Professional View: Get the most out of your tax returnBy: Rashida Lilani, CFP, special to the Granite Bay View
Rashida Lilani is the owner and principal of Lilani Wealth Management in Roseville.
Professional View is written by local professionals who share their expertise with our readers. If you’d like to submit a column, email email@example.com. The Granite Bay View is not obligated to publish any material submitted.
Can I deduct the dog?
If you haven’t done so already, you may be getting ready to file your individual federal and state income tax returns. Or maybe you’re still thinking about it. Or maybe you’re not.
Either way, April 15 will soon be upon us, and perhaps you’re looking for ways to reduce Uncle Sam’s bill. The good news is that with over a month left for the filing deadline, there’s still time to consider taking advantage of certain tax deductions that may be available to you. While tax credits are highly desired and sought out as they are a dollar-for-dollar reduction of taxes due, tax deductions are not far behind, as they may reduce your taxable income, hence lowering the taxes due.
Although I haven’t been asked about deducting the dog on a tax return, at least not literally, it’s come close. But let’s talk about a deduction that may be available to you. The ever-so-popular Individual Retirement Account, or more commonly known IRA, is a great way to reduce your taxable income and save for retirement. For those who are eligible, the IRA contribution limit for 2012 is $5,000 and for individuals 50 or over, the catch-up contribution is an additional $1,000. For example, a 55-year-old can contribute up to $6,000 in an IRA. Contributions can be made all the way to the tax filing deadline of April 15, 2013.
Qualifying for a tax-deductible contribution to an IRA depends on at least a couple of different criteria: your participation in an employer-sponsored retirement plan and your Modified Adjusted Gross Income (MAGI). If you were an active participant in your employer’s qualified retirement plan in 2012, your eligibility to make a tax-deductible contribution to an IRA is limited if your MAGI was over $58,000 (filing single) or $92,000 (filing jointly).

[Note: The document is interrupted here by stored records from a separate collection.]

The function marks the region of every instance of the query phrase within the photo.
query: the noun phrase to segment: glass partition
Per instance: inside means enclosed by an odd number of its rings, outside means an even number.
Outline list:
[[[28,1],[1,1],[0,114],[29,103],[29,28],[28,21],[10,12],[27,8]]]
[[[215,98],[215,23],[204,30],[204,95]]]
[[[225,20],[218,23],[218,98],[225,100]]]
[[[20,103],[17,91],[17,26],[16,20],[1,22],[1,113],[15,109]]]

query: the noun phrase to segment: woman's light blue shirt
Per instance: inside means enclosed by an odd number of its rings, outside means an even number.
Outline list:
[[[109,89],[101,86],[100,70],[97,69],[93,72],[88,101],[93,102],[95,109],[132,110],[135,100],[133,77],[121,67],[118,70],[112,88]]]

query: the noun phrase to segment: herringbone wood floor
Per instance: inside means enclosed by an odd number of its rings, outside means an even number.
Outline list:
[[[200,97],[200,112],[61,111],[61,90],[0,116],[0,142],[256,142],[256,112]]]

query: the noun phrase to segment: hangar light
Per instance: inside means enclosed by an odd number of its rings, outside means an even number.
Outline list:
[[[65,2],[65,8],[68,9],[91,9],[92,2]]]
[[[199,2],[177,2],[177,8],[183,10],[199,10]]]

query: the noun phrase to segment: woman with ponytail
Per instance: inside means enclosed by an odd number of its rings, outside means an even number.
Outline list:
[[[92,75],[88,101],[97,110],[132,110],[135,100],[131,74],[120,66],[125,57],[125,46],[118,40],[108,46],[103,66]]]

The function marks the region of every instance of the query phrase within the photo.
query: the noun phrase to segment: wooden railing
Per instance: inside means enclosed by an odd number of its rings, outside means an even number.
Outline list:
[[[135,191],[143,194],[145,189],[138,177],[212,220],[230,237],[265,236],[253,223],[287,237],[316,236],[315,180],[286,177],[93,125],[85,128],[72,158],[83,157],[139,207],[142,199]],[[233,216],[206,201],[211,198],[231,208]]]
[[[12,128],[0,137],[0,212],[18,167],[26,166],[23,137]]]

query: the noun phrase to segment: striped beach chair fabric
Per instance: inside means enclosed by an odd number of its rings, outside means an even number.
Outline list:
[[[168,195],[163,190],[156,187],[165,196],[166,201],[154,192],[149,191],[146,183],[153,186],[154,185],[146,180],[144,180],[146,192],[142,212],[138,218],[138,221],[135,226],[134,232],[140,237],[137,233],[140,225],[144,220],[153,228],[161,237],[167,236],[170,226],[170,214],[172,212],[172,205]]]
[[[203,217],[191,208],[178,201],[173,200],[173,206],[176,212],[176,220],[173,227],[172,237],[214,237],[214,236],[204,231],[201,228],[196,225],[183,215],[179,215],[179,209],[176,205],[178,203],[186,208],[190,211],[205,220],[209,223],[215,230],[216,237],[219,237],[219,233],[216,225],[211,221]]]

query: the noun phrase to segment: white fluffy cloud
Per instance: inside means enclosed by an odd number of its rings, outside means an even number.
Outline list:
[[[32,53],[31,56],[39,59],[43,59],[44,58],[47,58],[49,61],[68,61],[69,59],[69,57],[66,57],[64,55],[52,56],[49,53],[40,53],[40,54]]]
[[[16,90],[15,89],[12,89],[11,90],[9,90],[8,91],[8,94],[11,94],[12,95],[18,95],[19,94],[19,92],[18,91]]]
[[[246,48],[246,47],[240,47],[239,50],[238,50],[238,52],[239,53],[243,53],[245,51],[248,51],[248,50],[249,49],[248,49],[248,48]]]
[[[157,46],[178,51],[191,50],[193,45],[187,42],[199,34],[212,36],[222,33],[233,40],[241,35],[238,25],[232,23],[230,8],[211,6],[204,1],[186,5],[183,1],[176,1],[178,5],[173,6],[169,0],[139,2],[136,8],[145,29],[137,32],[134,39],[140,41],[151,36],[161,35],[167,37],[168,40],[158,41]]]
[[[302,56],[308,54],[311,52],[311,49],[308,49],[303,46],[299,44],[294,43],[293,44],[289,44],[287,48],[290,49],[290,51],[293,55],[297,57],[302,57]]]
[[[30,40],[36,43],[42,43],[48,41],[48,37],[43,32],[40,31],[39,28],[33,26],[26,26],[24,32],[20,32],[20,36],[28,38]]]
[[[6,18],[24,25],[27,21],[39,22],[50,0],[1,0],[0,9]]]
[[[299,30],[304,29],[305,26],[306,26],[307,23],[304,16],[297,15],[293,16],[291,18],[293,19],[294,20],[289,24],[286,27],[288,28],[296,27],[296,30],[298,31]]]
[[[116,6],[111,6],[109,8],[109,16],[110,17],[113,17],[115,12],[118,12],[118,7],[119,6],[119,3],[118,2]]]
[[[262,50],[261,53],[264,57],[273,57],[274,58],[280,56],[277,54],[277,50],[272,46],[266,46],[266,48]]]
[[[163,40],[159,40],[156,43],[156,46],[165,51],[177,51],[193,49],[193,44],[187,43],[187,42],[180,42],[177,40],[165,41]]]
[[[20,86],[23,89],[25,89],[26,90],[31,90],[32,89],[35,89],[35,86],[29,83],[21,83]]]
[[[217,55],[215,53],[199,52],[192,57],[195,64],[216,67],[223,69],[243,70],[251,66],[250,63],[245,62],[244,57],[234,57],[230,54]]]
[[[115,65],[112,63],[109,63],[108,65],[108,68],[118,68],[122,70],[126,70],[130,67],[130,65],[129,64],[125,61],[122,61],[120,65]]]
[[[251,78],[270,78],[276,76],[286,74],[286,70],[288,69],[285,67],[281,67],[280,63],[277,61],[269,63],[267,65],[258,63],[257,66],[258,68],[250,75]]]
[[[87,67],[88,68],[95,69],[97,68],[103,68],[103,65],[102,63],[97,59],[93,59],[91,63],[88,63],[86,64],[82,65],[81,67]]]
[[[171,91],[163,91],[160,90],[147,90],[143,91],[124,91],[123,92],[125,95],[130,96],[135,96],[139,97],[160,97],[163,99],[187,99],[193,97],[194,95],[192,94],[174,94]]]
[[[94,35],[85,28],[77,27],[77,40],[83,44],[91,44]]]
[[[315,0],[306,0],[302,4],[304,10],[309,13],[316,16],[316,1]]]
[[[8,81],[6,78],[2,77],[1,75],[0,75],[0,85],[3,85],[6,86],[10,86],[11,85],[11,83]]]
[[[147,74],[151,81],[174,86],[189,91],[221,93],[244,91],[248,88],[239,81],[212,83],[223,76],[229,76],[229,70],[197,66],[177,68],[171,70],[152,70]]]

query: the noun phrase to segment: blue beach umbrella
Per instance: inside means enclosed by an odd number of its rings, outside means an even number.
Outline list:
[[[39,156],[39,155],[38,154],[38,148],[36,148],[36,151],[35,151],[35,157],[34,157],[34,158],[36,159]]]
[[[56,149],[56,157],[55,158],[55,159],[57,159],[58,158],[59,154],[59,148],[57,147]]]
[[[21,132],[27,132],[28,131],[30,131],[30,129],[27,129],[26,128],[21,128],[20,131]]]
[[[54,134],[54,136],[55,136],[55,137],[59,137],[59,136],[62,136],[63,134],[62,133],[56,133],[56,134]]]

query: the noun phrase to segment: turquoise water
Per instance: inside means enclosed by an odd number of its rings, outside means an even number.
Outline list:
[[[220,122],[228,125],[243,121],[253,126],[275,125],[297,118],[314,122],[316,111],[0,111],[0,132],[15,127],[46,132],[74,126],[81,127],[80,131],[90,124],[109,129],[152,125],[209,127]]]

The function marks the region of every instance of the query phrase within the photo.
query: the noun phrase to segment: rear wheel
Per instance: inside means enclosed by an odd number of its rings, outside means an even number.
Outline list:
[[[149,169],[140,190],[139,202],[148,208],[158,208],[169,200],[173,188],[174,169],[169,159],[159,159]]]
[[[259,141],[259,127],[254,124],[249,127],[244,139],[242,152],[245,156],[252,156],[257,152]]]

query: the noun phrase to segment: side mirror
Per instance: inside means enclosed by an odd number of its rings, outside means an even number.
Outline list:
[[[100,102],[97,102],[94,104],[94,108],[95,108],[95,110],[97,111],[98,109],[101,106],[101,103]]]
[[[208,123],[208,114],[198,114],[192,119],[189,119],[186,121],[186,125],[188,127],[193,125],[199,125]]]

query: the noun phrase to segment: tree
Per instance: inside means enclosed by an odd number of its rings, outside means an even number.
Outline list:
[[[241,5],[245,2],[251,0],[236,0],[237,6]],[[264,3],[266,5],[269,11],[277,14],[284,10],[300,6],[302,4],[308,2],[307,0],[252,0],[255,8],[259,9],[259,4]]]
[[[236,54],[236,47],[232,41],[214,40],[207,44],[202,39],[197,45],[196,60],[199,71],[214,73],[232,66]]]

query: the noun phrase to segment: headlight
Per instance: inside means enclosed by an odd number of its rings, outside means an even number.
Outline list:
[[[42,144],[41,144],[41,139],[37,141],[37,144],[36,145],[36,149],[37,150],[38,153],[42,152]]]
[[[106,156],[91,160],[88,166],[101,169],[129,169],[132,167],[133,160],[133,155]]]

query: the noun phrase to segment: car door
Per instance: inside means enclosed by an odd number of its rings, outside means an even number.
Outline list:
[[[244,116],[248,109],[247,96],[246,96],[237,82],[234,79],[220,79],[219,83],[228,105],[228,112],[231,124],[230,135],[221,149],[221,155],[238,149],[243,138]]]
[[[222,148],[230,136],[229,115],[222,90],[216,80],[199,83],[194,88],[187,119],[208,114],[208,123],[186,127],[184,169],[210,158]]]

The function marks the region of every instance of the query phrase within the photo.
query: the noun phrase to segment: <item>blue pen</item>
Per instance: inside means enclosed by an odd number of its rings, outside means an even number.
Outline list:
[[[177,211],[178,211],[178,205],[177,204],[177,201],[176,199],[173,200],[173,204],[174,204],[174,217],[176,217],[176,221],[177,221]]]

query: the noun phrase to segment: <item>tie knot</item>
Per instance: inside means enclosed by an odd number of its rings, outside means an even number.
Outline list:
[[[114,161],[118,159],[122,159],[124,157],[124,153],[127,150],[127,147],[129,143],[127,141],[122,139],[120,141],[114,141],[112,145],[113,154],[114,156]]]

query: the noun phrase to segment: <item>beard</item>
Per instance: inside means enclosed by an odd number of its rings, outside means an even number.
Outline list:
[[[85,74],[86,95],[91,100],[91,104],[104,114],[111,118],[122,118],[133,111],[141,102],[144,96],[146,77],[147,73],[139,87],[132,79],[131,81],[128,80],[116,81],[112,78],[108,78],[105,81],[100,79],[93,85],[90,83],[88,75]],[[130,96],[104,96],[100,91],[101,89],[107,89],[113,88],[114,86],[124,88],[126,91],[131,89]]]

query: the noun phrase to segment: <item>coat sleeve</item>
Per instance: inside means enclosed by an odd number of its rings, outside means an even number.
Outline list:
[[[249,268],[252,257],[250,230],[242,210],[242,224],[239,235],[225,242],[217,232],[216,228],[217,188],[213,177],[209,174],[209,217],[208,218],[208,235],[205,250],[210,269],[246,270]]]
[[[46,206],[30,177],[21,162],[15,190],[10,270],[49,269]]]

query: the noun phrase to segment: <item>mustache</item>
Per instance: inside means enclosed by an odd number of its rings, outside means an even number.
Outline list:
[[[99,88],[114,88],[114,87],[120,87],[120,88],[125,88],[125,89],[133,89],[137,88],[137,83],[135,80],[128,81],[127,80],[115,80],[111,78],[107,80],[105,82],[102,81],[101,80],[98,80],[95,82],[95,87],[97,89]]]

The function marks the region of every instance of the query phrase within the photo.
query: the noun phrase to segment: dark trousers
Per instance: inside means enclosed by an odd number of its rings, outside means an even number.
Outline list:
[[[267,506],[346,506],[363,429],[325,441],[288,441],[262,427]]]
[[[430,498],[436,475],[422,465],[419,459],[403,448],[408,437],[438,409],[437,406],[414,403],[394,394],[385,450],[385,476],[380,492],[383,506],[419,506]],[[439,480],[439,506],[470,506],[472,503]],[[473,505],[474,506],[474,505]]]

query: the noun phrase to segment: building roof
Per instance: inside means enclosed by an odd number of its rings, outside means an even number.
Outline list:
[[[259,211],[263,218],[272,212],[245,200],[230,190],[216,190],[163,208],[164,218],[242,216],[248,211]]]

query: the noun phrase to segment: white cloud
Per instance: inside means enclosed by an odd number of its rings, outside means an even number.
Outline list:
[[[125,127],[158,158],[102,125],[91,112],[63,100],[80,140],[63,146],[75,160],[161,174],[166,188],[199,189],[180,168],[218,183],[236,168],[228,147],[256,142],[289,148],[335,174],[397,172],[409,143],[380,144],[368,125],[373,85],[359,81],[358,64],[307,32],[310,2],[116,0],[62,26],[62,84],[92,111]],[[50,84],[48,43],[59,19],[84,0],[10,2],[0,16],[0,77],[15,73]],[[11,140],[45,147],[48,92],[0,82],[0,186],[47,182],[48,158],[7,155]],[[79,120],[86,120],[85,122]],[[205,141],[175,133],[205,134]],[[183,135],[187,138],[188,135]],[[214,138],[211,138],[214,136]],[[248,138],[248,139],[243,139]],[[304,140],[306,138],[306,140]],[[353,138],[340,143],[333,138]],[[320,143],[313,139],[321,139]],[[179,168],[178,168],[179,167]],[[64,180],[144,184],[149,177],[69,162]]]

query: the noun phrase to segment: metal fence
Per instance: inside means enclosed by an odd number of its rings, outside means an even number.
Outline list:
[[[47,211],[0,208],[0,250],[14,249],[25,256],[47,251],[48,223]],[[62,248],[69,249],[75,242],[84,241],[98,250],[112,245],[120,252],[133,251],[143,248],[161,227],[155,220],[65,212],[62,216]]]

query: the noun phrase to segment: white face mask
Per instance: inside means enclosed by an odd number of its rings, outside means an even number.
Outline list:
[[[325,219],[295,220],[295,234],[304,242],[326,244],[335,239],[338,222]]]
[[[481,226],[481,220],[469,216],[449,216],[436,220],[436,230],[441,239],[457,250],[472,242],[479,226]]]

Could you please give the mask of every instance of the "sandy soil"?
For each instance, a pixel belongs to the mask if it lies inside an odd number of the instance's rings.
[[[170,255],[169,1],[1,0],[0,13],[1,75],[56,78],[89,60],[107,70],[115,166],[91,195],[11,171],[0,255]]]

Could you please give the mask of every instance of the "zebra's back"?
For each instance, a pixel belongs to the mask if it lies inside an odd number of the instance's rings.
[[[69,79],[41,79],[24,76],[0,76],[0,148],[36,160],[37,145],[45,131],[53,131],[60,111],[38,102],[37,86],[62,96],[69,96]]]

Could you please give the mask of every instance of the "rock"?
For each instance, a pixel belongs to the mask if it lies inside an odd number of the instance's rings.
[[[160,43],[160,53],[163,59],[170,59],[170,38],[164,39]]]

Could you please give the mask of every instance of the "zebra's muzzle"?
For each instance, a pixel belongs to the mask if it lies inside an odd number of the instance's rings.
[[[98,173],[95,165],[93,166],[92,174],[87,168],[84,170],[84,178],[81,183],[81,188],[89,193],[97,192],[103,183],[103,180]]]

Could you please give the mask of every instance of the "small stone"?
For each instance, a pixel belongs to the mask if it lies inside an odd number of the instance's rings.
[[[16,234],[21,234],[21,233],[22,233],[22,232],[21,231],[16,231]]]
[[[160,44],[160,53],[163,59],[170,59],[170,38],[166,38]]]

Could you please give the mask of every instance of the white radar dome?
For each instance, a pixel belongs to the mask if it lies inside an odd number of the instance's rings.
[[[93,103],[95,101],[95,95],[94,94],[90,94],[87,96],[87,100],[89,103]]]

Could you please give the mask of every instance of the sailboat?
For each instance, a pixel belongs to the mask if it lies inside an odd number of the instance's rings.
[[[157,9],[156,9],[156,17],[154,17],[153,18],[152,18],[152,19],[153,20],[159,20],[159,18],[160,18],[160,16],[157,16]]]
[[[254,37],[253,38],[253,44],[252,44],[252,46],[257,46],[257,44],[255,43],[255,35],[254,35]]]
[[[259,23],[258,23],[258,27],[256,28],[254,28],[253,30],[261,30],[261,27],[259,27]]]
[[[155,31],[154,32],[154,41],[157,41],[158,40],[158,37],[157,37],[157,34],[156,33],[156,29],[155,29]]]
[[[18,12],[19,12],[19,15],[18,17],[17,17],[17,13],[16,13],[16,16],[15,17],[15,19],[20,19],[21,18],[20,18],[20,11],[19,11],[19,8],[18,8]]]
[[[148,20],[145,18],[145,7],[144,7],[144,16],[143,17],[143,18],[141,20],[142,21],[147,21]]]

This eligibility is phased out completely if the MAGI was over $68,000 (filing single) or $112,000 (filing jointly).
However, if you have a non-working spouse, or your spouse was not offered a qualified retirement plan at work, he/she may be able to make a tax-deductible contribution to an IRA. Income limits still apply for eligibility but are higher than for an individual covered by an employer-sponsored plan. Contributions can be fully deductible for MAGI of up to $173,000. Phase-out begins at $173,000 and eligibility is completely phased out at $183,000.
Let’s consider the example of Ted, 49, and Lisa, 50. They file their taxes jointly and their MAGI for 2012 is $154,000. Ted is offered an employer-sponsored plan from work to which he actively contributes. Lisa is a stay-at-home mom and would like to save toward her retirement. She can contribute up to $6,000 to her IRA based on Ted’s income. Ted, however, cannot contribute due to his income and participation in his employer’s plan.
Remember, these contributions have to be made from earned income and the above criteria pertain to the tax-deductibility of your contributions. You can still make non-deductible IRA contributions at any income level; you just don’t get to deduct them on your tax return. Perhaps that’s a topic for another discussion. As would be the topic of Roth IRAs, which in my opinion are one of the most under-utilized retirement savings vehicles. Speaking of Roth IRAs, it’s important to note here that the $5,000 limit is an aggregate of contributions made for the tax year in a Traditional IRA and a Roth IRA. In addition, you can no longer contribute to an IRA starting the year you turn 70½ years of age.
Self-employed individuals have a few more options available to them. For simplicity, we’ll address two of them here: SEP-IRA and Solo 401(k). A SEP-IRA will allow a sole-proprietor to defer up to 20 percent of net self-employment income (up to $50,000 for 2012), while a Solo 401(k) will allow you to contribute the lesser of $17,000 or your net self-employment income. In addition, a $5,500 catch-up contribution is allowed in Solo 401(k) for individuals aged 50 or over, as well as a profit sharing contribution of up to 20% of net self-employment income. The SEP-IRA has no such provisions. Additional restrictions and limitations apply to each kind of plan and it is highly recommended that you consult with a tax adviser who can further determine eligibility and specific benefits of these retirement plans in your particular situation.
And finally, it’s not too early to contribute for 2013. This year, contribution limits have been raised to $5,500 with the catch-up contributions staying at $1,000.
Oh, and it's not likely that you can deduct your dog ... at least not anytime soon.